Reiche bashen
Von Daniel Bratanovic
Es ist noch nicht so lange her, dass öffentlich geäußerte Kritik an exorbitantem Reichtum unter dem Rubrum »Neiddebatte« sogleich passend gerahmt, pariert und verächtlich gemacht wurde. Die Ungleichheit bürgerlicher Gesellschaften gilt nach solchem Framing als naturgegeben, und sein Ethos und sein Wagemut sorgten dafür, dass das unternehmerische Selbst einfach viel erfolgreicher ist als der erbärmliche Rest, sein Wohlstand also wohlverdient. Seither wächst der Reichtum, der sich auf einige wenige konzentriert, ins schier Unermessliche und frisst sich die Armut unaufhaltsam in Richtung Mitte.

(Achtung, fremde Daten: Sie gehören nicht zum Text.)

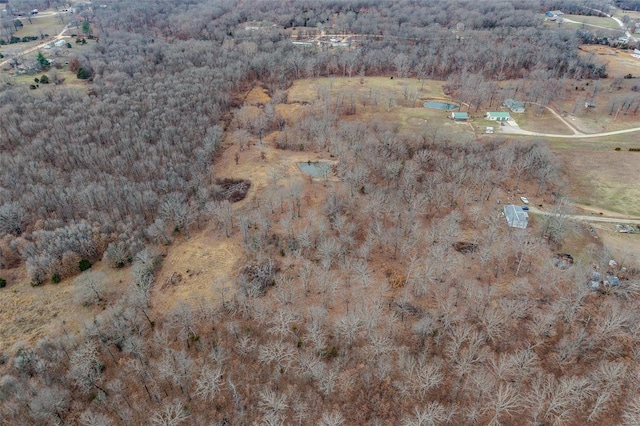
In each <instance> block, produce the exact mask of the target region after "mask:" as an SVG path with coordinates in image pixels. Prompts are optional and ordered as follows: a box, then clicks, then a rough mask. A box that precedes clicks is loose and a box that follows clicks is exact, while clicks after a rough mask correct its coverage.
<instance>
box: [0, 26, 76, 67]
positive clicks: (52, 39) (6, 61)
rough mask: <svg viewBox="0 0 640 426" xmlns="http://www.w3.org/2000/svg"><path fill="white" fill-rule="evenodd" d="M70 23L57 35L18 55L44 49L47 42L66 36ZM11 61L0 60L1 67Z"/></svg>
mask: <svg viewBox="0 0 640 426" xmlns="http://www.w3.org/2000/svg"><path fill="white" fill-rule="evenodd" d="M69 25H70V24H67V25H65V27H64V28H63V29H62V31H60V33H59V34H58V35H57V36H55V37H53V38H50V39H49V40H47V41H45V42H42V43H40V44H38V45H37V46H33V47H30V48H28V49H24V50H23V51H22V52H20V53H19V54H18V56H20V55H24V54H27V53H30V52H33V51H35V50H38V49H42V48H43V47H44V46H46V45H47V44H52V43H55V42H56V41H57V40H60V39H61V38H63V37H64V33H66V32H67V30H68V29H69ZM9 62H11V59H7V60H4V61H2V62H0V67H3V66H4V65H5V64H8V63H9Z"/></svg>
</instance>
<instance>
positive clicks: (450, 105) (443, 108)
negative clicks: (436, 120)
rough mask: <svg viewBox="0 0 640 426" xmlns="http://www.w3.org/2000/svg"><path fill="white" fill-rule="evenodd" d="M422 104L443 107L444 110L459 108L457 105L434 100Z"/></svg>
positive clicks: (436, 106)
mask: <svg viewBox="0 0 640 426" xmlns="http://www.w3.org/2000/svg"><path fill="white" fill-rule="evenodd" d="M424 106H425V108H434V109H443V110H445V111H451V110H452V109H458V108H460V106H459V105H455V104H449V103H447V102H436V101H432V102H425V103H424Z"/></svg>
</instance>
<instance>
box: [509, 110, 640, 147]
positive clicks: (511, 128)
mask: <svg viewBox="0 0 640 426" xmlns="http://www.w3.org/2000/svg"><path fill="white" fill-rule="evenodd" d="M532 103H533V102H532ZM537 105H539V104H537ZM544 107H545V108H546V109H548V110H549V111H550V112H551V114H553V115H554V116H555V117H556V118H557V119H558V120H560V121H562V122H563V123H564V124H565V125H566V126H567V127H568V128H569V129H570V130H571V131H572V132H573V134H572V135H559V134H555V133H539V132H532V131H529V130H523V129H521V128H520V126H518V124H517V123H514V122H511V123H510V122H507V124H506V126H505V127H504V128H502V127H501V128H500V129H501V130H502V132H501V133H507V134H511V135H523V136H542V137H548V138H562V139H583V138H600V137H603V136H613V135H622V134H625V133H634V132H640V127H633V128H631V129H623V130H613V131H611V132H602V133H584V132H581V131H580V130H578V129H576V128H575V127H573V125H571V123H569V122H568V121H567V120H565V119H564V117H562V116H561V115H560V114H558V113H557V112H556V111H554V110H553V109H551V108H550V107H548V106H546V105H545V106H544Z"/></svg>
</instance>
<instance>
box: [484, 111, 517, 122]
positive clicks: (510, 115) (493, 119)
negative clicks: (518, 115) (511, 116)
mask: <svg viewBox="0 0 640 426" xmlns="http://www.w3.org/2000/svg"><path fill="white" fill-rule="evenodd" d="M485 117H486V118H487V120H492V121H507V120H511V115H510V114H509V113H508V112H501V111H500V112H493V111H492V112H488V113H487V114H486V115H485Z"/></svg>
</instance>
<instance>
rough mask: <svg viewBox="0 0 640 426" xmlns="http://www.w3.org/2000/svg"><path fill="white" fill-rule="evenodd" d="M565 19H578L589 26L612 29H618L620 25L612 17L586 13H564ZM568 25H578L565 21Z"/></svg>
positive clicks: (579, 21) (571, 19) (578, 20)
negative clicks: (572, 13)
mask: <svg viewBox="0 0 640 426" xmlns="http://www.w3.org/2000/svg"><path fill="white" fill-rule="evenodd" d="M564 19H569V20H571V21H576V22H579V23H581V24H586V25H587V26H594V27H599V28H608V29H611V30H618V29H620V27H619V26H618V24H617V22H616V21H614V20H613V19H611V18H604V17H598V16H585V15H564ZM565 24H566V25H578V24H571V23H568V22H565Z"/></svg>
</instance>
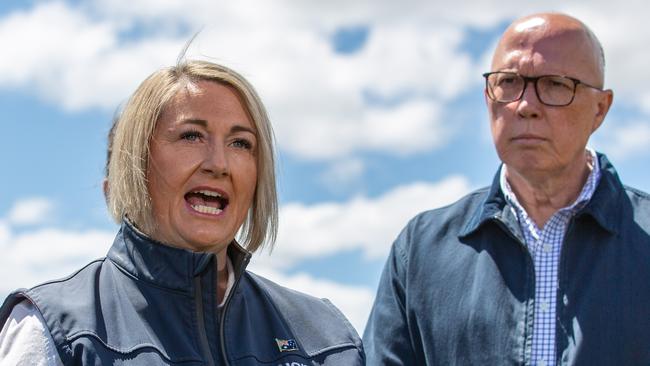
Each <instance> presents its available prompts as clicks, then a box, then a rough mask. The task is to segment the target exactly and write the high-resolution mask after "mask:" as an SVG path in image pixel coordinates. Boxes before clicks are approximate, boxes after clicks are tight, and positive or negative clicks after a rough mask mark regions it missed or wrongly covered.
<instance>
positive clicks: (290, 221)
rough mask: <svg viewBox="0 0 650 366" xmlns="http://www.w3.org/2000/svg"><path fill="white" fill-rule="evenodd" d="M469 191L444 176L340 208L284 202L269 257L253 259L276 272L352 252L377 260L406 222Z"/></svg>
mask: <svg viewBox="0 0 650 366" xmlns="http://www.w3.org/2000/svg"><path fill="white" fill-rule="evenodd" d="M469 190H470V185H469V183H468V181H467V179H465V178H464V177H461V176H450V177H447V178H445V179H443V180H441V181H439V182H436V183H424V182H416V183H410V184H407V185H403V186H400V187H397V188H395V189H393V190H391V191H389V192H387V193H385V194H383V195H381V196H379V197H377V198H374V199H369V198H366V197H357V198H354V199H352V200H350V201H347V202H343V203H333V202H332V203H327V202H326V203H318V204H314V205H304V204H301V203H289V204H286V205H284V206H282V207H281V209H280V230H279V233H278V240H277V244H276V247H275V249H274V250H273V256H272V257H269V256H268V255H265V254H264V253H263V254H261V255H258V256H256V258H255V260H256V261H257V262H260V263H261V264H262V265H264V266H266V267H269V268H277V267H279V266H286V265H291V264H292V263H294V262H296V261H298V260H301V259H305V258H317V257H320V256H326V255H331V254H334V253H337V252H341V251H347V250H353V249H361V250H362V251H363V253H364V254H365V256H367V257H368V258H382V257H383V256H385V255H387V253H388V251H389V248H390V245H391V244H392V241H393V240H394V239H395V237H397V234H398V233H399V232H400V230H401V229H402V228H403V227H404V226H405V225H406V223H407V222H408V220H409V219H410V218H411V217H413V216H414V215H416V214H417V213H419V212H421V211H424V210H428V209H432V208H435V207H439V206H442V205H445V204H448V203H451V202H453V201H454V200H456V199H458V198H460V197H461V196H462V195H463V194H465V193H467V192H468V191H469ZM278 258H281V259H282V260H281V261H280V260H278Z"/></svg>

Die Neiddebatte ist verstummt, das kapitalistische Märchen pervertiert zur Horrorstory. Politischen Funktionsträgern dämmert, dass eine Fortsetzung dieser Entwicklung die Stabilität einer Gesellschaft, die so etwas aus sich selbst hervorbringt, ernsthaft gefährdet.
Der Teufel scheißt aber immer noch auf den größten Haufen. Das Vermögen der Milliardäre der G20-Staaten, teilt jetzt die Organisation Oxfam der Weltöffentlichkeit mit, ist binnen eines Jahres um 2,2 Billionen US-Dollar gestiegen: um 16,5 Prozent von 13,4 Billionen auf 15,6 Billionen US-Dollar. Dem wird entgegengehalten, dass allein dieser Zuwachs ausreichte, um 3,8 Milliarden Menschen aus der Armut zu befreien. Daraus leitet sich die Forderung nach einer »wirksamen Besteuerung« der Superreichen dieser Welt ab.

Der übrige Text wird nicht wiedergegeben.